Ein kleiner, fetter, bärtiger Mann hielt eine Predigt über Politik.
Sabrina hätte am liebsten gegähnt. Sie verging vor Langeweile.
Die Kommunistenarschlöcher redeten nur wirres Zeug, und selbst wenn sie etwas Verständliches sagten, taten sie es auf eine Weise … als ob ausschließlich sie es verstehen sollten. Der Rest der Welt konnte scheißen gehen! Außerdem machte keiner der Typen, zu denen sie hinging, Anstalten, sie einzubeziehen.

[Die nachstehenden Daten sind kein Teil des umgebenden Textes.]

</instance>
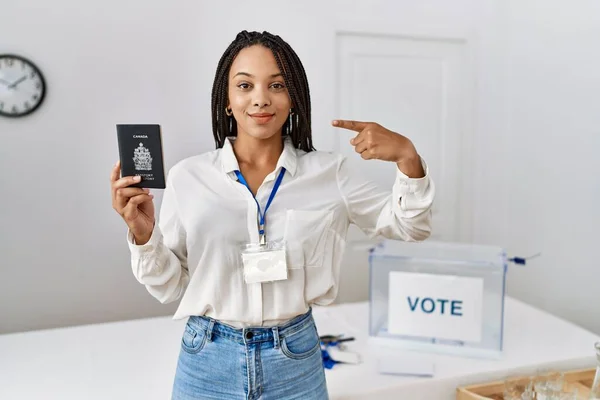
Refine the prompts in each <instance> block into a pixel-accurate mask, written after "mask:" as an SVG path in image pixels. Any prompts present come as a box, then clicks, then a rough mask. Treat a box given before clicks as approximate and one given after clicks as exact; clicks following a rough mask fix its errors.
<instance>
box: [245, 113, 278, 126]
mask: <svg viewBox="0 0 600 400" xmlns="http://www.w3.org/2000/svg"><path fill="white" fill-rule="evenodd" d="M249 115H250V117H251V118H252V119H253V120H254V122H256V123H257V124H259V125H264V124H266V123H268V122H269V121H271V119H272V118H273V116H274V114H267V113H256V114H249Z"/></svg>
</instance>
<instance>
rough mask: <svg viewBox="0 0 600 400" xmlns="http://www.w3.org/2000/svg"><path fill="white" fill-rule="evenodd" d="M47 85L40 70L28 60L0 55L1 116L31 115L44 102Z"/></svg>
mask: <svg viewBox="0 0 600 400" xmlns="http://www.w3.org/2000/svg"><path fill="white" fill-rule="evenodd" d="M45 93H46V83H45V81H44V77H43V76H42V73H41V72H40V70H39V69H38V68H37V67H36V66H35V64H33V63H32V62H31V61H29V60H27V59H26V58H23V57H20V56H16V55H12V54H0V116H3V117H22V116H25V115H27V114H31V113H32V112H33V111H35V110H36V109H37V108H38V107H39V106H40V105H41V104H42V101H44V95H45Z"/></svg>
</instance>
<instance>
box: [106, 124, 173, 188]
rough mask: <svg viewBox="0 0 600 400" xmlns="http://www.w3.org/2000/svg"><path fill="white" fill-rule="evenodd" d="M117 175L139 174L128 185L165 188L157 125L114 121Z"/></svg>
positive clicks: (159, 128) (163, 171) (137, 186)
mask: <svg viewBox="0 0 600 400" xmlns="http://www.w3.org/2000/svg"><path fill="white" fill-rule="evenodd" d="M117 140H118V142H119V158H120V159H121V176H122V177H124V176H135V175H139V176H141V177H142V180H141V181H140V182H138V183H135V184H133V185H131V187H141V188H154V189H164V188H165V167H164V163H163V148H162V136H161V131H160V125H135V124H130V125H128V124H125V125H123V124H117Z"/></svg>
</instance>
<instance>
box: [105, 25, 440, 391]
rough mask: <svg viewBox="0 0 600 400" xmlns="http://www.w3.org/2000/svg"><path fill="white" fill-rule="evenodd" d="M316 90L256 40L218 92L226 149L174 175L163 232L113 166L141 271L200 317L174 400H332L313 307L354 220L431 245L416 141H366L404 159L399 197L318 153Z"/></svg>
mask: <svg viewBox="0 0 600 400" xmlns="http://www.w3.org/2000/svg"><path fill="white" fill-rule="evenodd" d="M310 113H311V106H310V94H309V87H308V82H307V78H306V74H305V72H304V68H303V66H302V63H301V62H300V59H299V58H298V56H297V55H296V53H295V52H294V51H293V50H292V48H291V47H290V46H289V45H288V44H287V43H286V42H285V41H283V40H282V39H281V38H280V37H279V36H274V35H272V34H270V33H268V32H263V33H258V32H247V31H243V32H241V33H239V34H238V35H237V37H236V38H235V40H234V41H233V42H232V43H231V45H230V46H229V47H228V48H227V50H226V51H225V53H224V54H223V57H222V58H221V60H220V61H219V64H218V67H217V72H216V76H215V81H214V85H213V90H212V122H213V126H212V129H213V134H214V138H215V142H216V147H217V149H216V150H214V151H211V152H208V153H204V154H200V155H197V156H193V157H190V158H187V159H184V160H182V161H180V162H179V163H177V164H176V165H175V166H174V167H173V168H172V169H171V170H170V172H169V175H168V179H167V188H166V189H165V191H164V196H163V202H162V206H161V210H160V216H159V221H158V224H155V219H154V204H153V201H152V194H150V193H149V192H148V190H146V189H139V188H131V187H128V186H129V185H131V184H132V183H134V182H137V181H138V180H139V177H138V178H136V177H131V176H125V177H121V178H119V164H118V163H117V165H115V167H114V168H113V170H112V175H111V181H112V201H113V207H114V209H115V210H116V211H117V212H118V213H119V214H120V215H121V217H122V218H123V219H124V220H125V222H126V223H127V226H128V242H129V247H130V250H131V262H132V267H133V273H134V275H135V277H136V278H137V279H138V281H139V282H140V283H141V284H143V285H145V287H146V288H147V290H148V292H149V293H150V294H151V295H152V296H154V297H155V298H156V299H158V300H159V301H160V302H161V303H169V302H173V301H176V300H180V304H179V308H178V309H177V312H176V314H175V315H174V318H175V319H181V318H188V321H187V325H186V327H185V330H184V332H183V337H182V340H181V352H180V355H179V361H178V365H177V371H176V374H175V382H174V386H173V399H186V400H187V399H263V400H269V399H303V400H308V399H327V398H328V395H327V386H326V381H325V374H324V370H323V366H322V360H321V352H320V347H319V336H318V333H317V329H316V327H315V324H314V322H313V319H312V315H311V305H313V304H320V305H324V304H329V303H331V302H332V301H333V300H334V299H335V297H336V295H337V292H338V281H339V272H340V262H341V259H342V253H343V249H344V244H345V237H346V233H347V230H348V226H349V224H350V223H354V224H356V225H358V226H359V227H360V228H362V230H363V231H365V232H366V233H367V234H368V235H370V236H375V235H382V236H384V237H387V238H394V239H399V240H411V241H417V240H423V239H425V238H427V237H428V236H429V233H430V218H431V205H432V202H433V198H434V186H433V182H432V180H431V179H430V178H429V176H428V175H427V167H426V165H425V163H424V162H423V161H422V160H421V158H420V157H419V155H418V153H417V151H416V149H415V147H414V145H413V144H412V142H411V141H410V140H409V139H407V138H406V137H404V136H402V135H400V134H398V133H395V132H392V131H390V130H388V129H386V128H384V127H382V126H380V125H379V124H377V123H372V122H358V121H334V122H333V125H334V126H337V127H340V128H345V129H349V130H352V131H354V132H355V135H354V138H353V139H352V140H351V141H350V145H352V146H354V148H355V150H356V151H357V152H358V153H360V155H361V156H362V158H364V159H365V160H368V159H378V160H383V161H388V162H390V168H395V169H396V171H397V179H396V181H395V183H394V185H393V187H392V188H391V191H389V192H380V191H377V190H376V189H375V188H374V186H373V185H372V184H370V183H368V182H364V181H362V180H360V179H359V178H357V177H355V176H353V175H352V173H351V172H350V171H349V168H348V166H347V162H346V160H345V159H344V158H343V157H341V156H339V155H335V154H330V153H326V152H318V151H315V149H314V148H313V145H312V137H311V135H312V127H311V115H310Z"/></svg>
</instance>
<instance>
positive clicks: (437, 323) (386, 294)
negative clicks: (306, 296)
mask: <svg viewBox="0 0 600 400" xmlns="http://www.w3.org/2000/svg"><path fill="white" fill-rule="evenodd" d="M507 263H508V261H507V257H506V253H505V251H504V250H503V249H502V248H499V247H494V246H482V245H473V244H462V243H460V244H459V243H443V242H431V241H425V242H417V243H415V242H403V241H396V240H384V241H382V242H380V243H379V244H378V245H377V246H376V247H374V248H373V249H371V252H370V255H369V264H370V288H369V295H370V299H369V303H370V304H369V307H370V310H369V311H370V313H369V318H370V321H369V341H370V342H374V343H378V344H382V345H386V346H393V347H401V348H408V349H413V350H421V351H432V352H439V353H449V354H455V355H459V356H466V357H481V358H499V357H500V356H501V355H502V331H503V322H504V295H505V277H506V270H507Z"/></svg>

Teresa hatte sie ja gewarnt.
Teresa hatte in diesem Punkt keinen Zweifel gelassen
„Das ist ein geschlossener Zirkel. Lauter Genossen, wenn du mich verstehst. Es ist sehr schwierig, da reinzukommen. Ein falsches Wort und sie werfen dich raus!“
Genau diesen Eindruck hatte sie auch. Ein geschlossener Zirkel. Sabrina stellte fest, dass sie die vulgäre Ausgelassenheit von Malgradis Partys vermisste. Dort, in der viagrageschwängerten Atmosphäre, hatte sie sich nie fehl am Platz gefühlt. Die geilen Böcke waren freundlich, herzlich, beschützend. Sicher, bei der erstbesten Gelegenheit gaben sie einem den Laufpass und auf Wiedersehen. Aber immerhin war sie mit ihrer Hilfe das geworden, was sie jetzt war. Ohne sie fühlte sie sich verloren.
Aber was ist eigentlich aus dir geworden, Sabrí? Du hältst einem alten Tattergreis für achthundert Euro das Händchen!